August 6 marks the anniversary of the dropping of the atomic bomb on Hiroshima. Official announcement came through a press release issued by President Harry Truman:

Sixteen hours ago an American airplane dropped one bomb on Hiroshima, an important Japanese Army base. That bomb had more power than 20,000 tons of T.N.T. It had more than two thousand times the blast power of the British “Grand Slam” which is the largest bomb ever yet used in the history of warfare.

The Japanese began the war from the air at Pearl Harbor. They have been repaid many fold. And the end is not yet. With this bomb we have now added a new and revolutionary increase in destruction to supplement the growing power of our armed forces. In their present form these bombs are now in production and even more powerful forms are in development.

It is an atomic bomb. It is a harnessing of the basic power of the universe. The force from which the sun draws its power has been loosed against those who brought war to the Far East…

Arthur W. Page, a legendary figure in public relations, wrote the release. Son of the co-founder of the Doubleday, Page & Co. publishing house, Mr. Page served as AT&T’s VP of Public Relations. During World War II, he oversaw the Joint Army and Navy Committee on Welfare and Recreation and was responsible for numerous communications and morale programs.

Noel L. Griese is the author of a definitive biography on Mr. Page. According to his account, Secretary of War Henry Stimson summoned Mr.
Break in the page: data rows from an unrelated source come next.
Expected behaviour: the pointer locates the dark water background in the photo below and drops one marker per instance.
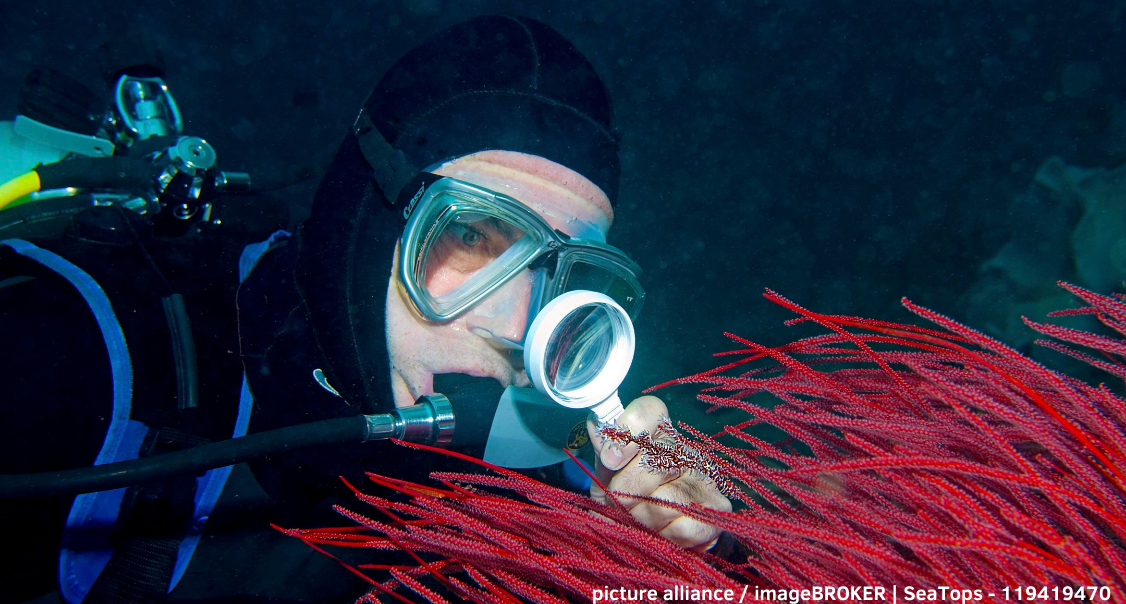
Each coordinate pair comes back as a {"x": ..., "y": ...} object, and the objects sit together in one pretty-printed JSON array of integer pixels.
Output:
[{"x": 843, "y": 153}]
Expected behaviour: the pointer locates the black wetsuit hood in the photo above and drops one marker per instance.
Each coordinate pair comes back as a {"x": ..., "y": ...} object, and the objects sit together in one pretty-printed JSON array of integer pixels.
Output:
[{"x": 491, "y": 82}]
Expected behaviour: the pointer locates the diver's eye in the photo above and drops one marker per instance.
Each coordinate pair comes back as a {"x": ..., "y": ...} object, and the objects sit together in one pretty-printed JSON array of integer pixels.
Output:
[{"x": 471, "y": 238}]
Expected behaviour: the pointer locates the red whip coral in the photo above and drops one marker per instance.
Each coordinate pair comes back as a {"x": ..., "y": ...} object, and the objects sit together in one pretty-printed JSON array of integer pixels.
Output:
[{"x": 911, "y": 456}]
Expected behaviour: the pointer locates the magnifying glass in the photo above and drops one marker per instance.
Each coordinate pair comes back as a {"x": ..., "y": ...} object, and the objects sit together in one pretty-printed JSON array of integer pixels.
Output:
[{"x": 578, "y": 352}]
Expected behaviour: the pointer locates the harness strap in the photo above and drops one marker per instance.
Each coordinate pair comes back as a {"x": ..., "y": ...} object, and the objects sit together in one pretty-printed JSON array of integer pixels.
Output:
[{"x": 141, "y": 567}]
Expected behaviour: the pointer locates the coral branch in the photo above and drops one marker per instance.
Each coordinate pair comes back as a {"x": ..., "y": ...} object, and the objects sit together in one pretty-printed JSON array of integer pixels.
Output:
[{"x": 922, "y": 456}]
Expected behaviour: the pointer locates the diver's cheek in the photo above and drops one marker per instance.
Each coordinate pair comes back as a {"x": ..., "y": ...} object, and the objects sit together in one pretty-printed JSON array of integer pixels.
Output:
[
  {"x": 502, "y": 318},
  {"x": 441, "y": 280}
]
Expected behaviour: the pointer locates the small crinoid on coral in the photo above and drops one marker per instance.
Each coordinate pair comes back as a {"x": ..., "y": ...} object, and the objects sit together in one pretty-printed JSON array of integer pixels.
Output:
[{"x": 927, "y": 456}]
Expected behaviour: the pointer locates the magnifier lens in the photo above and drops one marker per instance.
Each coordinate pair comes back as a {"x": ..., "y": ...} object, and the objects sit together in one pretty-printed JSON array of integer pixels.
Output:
[{"x": 580, "y": 347}]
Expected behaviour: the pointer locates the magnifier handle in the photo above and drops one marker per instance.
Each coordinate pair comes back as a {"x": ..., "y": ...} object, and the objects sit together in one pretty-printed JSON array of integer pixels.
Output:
[{"x": 607, "y": 412}]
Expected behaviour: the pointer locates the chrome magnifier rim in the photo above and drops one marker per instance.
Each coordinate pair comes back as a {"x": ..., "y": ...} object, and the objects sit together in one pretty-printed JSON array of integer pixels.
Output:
[{"x": 604, "y": 337}]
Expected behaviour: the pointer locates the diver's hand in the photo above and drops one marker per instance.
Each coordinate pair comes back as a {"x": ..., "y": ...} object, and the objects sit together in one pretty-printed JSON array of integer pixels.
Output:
[{"x": 622, "y": 471}]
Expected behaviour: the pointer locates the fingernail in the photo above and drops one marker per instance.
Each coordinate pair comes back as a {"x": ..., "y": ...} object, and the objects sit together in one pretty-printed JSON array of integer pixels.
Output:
[{"x": 613, "y": 456}]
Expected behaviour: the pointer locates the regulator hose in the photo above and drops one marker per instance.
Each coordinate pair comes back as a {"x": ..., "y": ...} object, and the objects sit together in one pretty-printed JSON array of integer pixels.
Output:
[{"x": 195, "y": 460}]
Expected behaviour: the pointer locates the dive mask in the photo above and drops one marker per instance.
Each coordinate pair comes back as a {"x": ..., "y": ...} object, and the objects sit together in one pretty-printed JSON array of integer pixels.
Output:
[{"x": 462, "y": 242}]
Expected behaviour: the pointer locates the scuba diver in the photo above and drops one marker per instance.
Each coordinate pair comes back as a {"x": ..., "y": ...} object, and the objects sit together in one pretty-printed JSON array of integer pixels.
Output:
[{"x": 475, "y": 186}]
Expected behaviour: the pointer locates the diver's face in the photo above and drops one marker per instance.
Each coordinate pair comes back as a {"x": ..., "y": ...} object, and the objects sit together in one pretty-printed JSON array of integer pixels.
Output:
[{"x": 420, "y": 349}]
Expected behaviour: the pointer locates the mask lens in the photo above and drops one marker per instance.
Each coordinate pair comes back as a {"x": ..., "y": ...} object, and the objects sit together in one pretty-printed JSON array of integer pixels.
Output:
[{"x": 466, "y": 249}]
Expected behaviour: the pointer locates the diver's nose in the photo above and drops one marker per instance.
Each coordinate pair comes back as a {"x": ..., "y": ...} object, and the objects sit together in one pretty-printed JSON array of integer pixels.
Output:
[{"x": 502, "y": 318}]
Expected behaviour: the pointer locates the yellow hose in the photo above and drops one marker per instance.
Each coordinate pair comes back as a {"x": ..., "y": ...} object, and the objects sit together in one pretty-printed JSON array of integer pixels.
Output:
[{"x": 18, "y": 187}]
Page to full-time duty in April 1945 and briefed him soon after on the Manhattan Project. The Trinity test blast would take place in the desert of Alamogordo, NM, on July 16. Mr. Page was asked to write the release that ultimately would be read to reporters at the White House on the day of the Hiroshima bombing while President Truman was at sea returning from the Potsdam Conference.

Arthur W. Page is credited with writing the most momentous press release in history. Whereas the 1969 moon landing–the 20th century’s other signature event–was beamed live to television audiences, Page’s release alone was the public’s introduction to the atomic age. It is likely the last time a sheaf of paper would change the world.